|Or you could vote Green?|
The election is finally over and the good burghers of Dudley can sleep tonight reassured in the knowledge that the borough is in firm solid/stolid hands. As predicted by no one, and especially not the political pundits who are paid vast amounts to pontificate on this sort of thing, the National Bolshevists have regained control of this picturesque principality as it nestles in the loins and spleen of the glorious West Midlands. The National Bolshevist leader, Mr David Cometoosoon, had this to say on the day of his affirmation as Dudley's leader: "I intend to heal the lesions and divisions which have rent this great town from North to South. The good citizens of North Dudley should not feel disenfranchised at my stunning and largely bewildering victory. After healing the gaping wounds with a soothing salve and the wave of a magic wand I will lead a united Dudley into the 22nd century. Remember, in the land of the stupid, the half-wit is king".
The leader of the opposition, Ed Milletseed, was thoroughly trounced by an electorate who turned their heavy posteriors (Arse, big fat, Arrrrse) to the opposition leader and farted gratefully in his general direction/election. Although the darling of the unbiased media, Millisecond, failed to inspire or convince the electorate that he was not a smarmy, oily, toad of a man with a speech impediment. However, it is conceded, that generally, this has never been an obstacle for most politicians. Mr Milledeed, acknowledged defeat today and is expected to step down as party leader for someone less foreign looking.

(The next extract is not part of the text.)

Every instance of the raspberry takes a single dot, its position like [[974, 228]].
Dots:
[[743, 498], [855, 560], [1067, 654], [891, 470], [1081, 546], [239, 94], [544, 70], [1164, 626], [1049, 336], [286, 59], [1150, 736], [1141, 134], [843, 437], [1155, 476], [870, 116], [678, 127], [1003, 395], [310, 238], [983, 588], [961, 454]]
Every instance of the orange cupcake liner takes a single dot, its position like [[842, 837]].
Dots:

Mr Hick Nag of the 'Inconsequential Party' and erstwhile coalition leader, lost the seat of his trousers and was soundly ignored by the electorate. The 'Limp-Hens' have never been serious contenders and failed to ignite the bonfire of apathy in an electorate who could care less. Mr Hag, will also step down as leader after his party's dismal showing at the polls. He is expected to disappear into political limbo and is unlikely to be offered a lucrative and cushy post with an ineffectual, but revenue wasting, international agency.

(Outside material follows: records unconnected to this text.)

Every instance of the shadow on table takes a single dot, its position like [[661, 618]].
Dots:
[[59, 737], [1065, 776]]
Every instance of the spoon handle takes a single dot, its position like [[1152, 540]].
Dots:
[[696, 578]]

The surprise of the today must be attributed to Mrs Kranky of the succulently/succinctly named: 'Party for the Independence of North Dudley and Environs'. The North Dudley folk have always seen themselves as 'special' and unconnected from the suave and sophisticated South. North Dudley has, over time, become a repository for those favouring a wan complexion and a leaning toward a ginger crown. 'Ginger' is seen as an affliction by the 'European Commission' and is well known to segregate with pugnaciousness (not a real word) and a fondness for the grape (surely some mistake) and consequently is eligible for ridiculous amounts of other people's money. The North Dudley electorate, in a breathtaking sweep of defiance, have seen fit to elect a conclave of Mrs Kranky's cronies. The result is seen as a resounding poke in the eye to the elitist and Southern led National Bolshevist Party. Mr Comeroundtomyplace is expected to concede, at least rhetorically, and then do nowt. As he has the majority in the 'Council House' he can say and then do as he likes, at least until it comes to be being re-elected, once again. The watchword will be: 'Take heed by word if not by deed'. The refrain of every successful politician.